La jeune Salvadorienne privée d'avortement, bien qu'enceinte d'un bébé dépourvu de cerveau, a subi lundi une césarienne et «va bien», mais son bébé est mort, a-t-on appris auprès des autorités et d'une association.

«On nous a informés que Beatriz va bien. Elle a eu une petite fille, mais elle nous a dit que le bébé faisait peine à voir», a déclaré à l'AFP Morena Herrera, présidente de l'association ACDATEE qui milite en faveur de la dépénalisation de l'avortement thérapeutique.

La ministre salvadorienne de la Santé, Maria Isabel Rodriguez, a confirmé dans la nuit de lundi à mardi que Beatriz avait donné naissance à une petite fille, mais que le bébé était mort.

«Elle vient d'avoir une césarienne», a déclaré la ministre à la télévision. Mais le bébé, né à la 26e semaine de gestation, a été placé dans une couveuse et il est mort à 19 h locales, a-t-elle précisé.

Au Salvador, tous les avortements sont interdits, y compris pour des raisons thérapeutiques.

Beatriz (un nom d'emprunt pour protéger l'identité de la jeune femme), 22 ans, a été opérée à l'Hôpital national de la Maternité de San Salvador.

Selon un porte-parole de la présidence, «tout s'est passé comme les spécialistes l'avaient prévu».

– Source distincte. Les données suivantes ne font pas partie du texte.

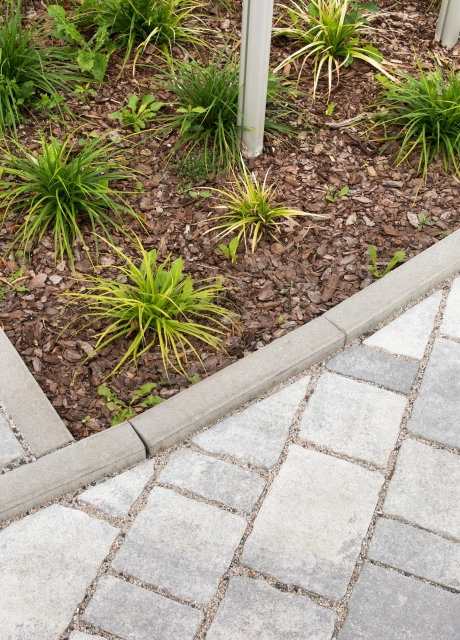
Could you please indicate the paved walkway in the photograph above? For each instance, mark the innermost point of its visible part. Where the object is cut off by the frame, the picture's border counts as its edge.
(330, 509)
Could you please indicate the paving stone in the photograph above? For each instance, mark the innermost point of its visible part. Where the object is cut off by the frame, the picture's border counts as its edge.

Déjà mère d'un bébé d'un an, Beatriz avait découvert il y a peu de temps qu'elle était atteinte d'un lupus, - maladie auto-immune chronique touchant surtout les jeunes femmes -, et que son bébé présentait une anencéphalie, c'est-à-dire une absence de cerveau qui laissait augurer d'une mort certaine du nourrisson dès sa naissance.

La jeune femme avait déposé un recours afin d'être autorisée à bénéficier d'un avortement pour raisons thérapeutiques.

Mais mercredi dernier, la chambre constitutionnelle de la Cour suprême du Salvador lui a refusé ce droit. Elle a estimé que «les droits de la mère ne peuvent prévaloir sur ceux de l'individu qui va naître, et vice-versa» et rappelé que l'avortement est interdit par la loi fondamentale de ce petit pays d'Amérique centrale.

Dans son arrêt, la Cour s'est bornée à préciser que l'Hôpital national de maternité devrait continuer «à surveiller l'évolution de l'état de santé» de la jeune femme pendant cette grossesse qui pourrait aggraver son état.

Les médecins ont alors accepté de pratiquer une césarienne sur la jeune femme qui la souhaitait vivement, «d'abord pour ma santé, et parce que le bébé ne va pas vivre», avait-elle expliqué.

La ministre avait alors déclaré que «cette interruption de grossesse n'était pas un avortement, c'est un accouchement provoqué, ce qui est différent», soulignant qu'au final il s'agissait d'«une décision personnelle» de la jeune femme.

L'affaire avait provoqué de vifs débats au Salvador. Jeudi, la Cour interaméricaine des droits de l'homme (CIDH), liée à l'Organisation des États américains (OEA), a ordonné à l'État du Salvador «d'adopter et de garantir de manière urgente toutes les mesures nécessaires» pour sauvegarder la vie de la jeune femme.

«En raison de l'état de santé de la mère, cette grossesse menace sa vie», a estimé la CIDH dans un communiqué publié à San José.

Les militants des droits de la femme criaient au scandale, mais les responsables religieux étaient demeurés inflexibles.

Ces derniers jours, l'archevêque de San Salvador Jose Luis Escobar a exhorté à plusieurs reprises la chambre constitutionnelle de la Cour suprême à ne pas autoriser cet avortement, qui risque selon lui de créer un dangereux précédent.